Jack sighed, raising one hand in
surrender while his other hand pressed on his wound. Ignoring the angry
peasants, he gazed towards where his F117 had crashed, unable to understand why
he hadn’t seen a bomb destroy it. He hardly gave a thought to his wound, or the
fact that he was now a prisoner of war. His only concern was to see his downed
stealth bomber destroyed before the Serbs could carry it off.

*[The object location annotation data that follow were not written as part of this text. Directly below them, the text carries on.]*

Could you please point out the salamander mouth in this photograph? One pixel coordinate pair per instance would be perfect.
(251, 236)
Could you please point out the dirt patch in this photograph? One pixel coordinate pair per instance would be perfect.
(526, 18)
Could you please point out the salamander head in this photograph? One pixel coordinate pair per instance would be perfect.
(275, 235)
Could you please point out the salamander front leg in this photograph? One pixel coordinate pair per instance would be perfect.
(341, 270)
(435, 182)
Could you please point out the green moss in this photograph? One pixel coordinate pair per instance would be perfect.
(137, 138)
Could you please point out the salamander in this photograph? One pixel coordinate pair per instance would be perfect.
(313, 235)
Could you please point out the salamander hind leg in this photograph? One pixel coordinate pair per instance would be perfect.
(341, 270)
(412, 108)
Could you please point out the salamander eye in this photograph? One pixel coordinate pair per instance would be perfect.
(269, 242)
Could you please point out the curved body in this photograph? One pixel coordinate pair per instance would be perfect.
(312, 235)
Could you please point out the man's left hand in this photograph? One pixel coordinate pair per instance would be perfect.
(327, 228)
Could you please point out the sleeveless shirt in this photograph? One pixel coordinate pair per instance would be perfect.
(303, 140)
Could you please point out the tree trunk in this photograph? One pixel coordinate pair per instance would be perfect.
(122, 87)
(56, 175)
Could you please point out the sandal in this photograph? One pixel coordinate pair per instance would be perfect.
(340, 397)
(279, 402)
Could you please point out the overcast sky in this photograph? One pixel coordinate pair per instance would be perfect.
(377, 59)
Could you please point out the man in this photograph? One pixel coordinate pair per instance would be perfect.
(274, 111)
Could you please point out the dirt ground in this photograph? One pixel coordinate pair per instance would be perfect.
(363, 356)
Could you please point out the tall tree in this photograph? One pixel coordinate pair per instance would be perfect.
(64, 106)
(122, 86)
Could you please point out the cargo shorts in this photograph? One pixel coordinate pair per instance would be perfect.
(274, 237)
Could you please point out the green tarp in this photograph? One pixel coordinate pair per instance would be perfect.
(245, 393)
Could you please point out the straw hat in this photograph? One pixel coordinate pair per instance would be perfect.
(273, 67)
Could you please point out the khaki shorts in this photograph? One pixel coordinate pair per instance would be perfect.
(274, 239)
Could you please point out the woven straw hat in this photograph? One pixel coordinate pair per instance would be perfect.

Soon, a Serb Army truck arrived
to take him away. Even as he was dragged from the muddy field, he continued to
look expectantly towards the crashed F117, despairing that it was still largely
intact. Unable to walk, the soldiers lifted him into the truck, then several
climbed in after him. He listened as the truck drove away, hoping to hear an
explosion signaling the destruction of his stealth bomber, but it never came.

 

* * * *

 

Present Day

 

Why would they
lie?
Craig wondered for the hundredth time as he
sat in his office, staring at the photograph. The Defense Department had told
them his father’s aircraft had been destroyed in a devastating operation that
had disabled seventy percent of Serbia’s electricity system in a single night.
It was an amazing victory that had cost Craig’s father his life. At least, that’s
what they’d been told. His mother, Joan, and himself had attended the funeral. She’d
received the flag and had saved Colonel Balard’s medals and photos, but had
never once considered the possibility that he’d survived the crash.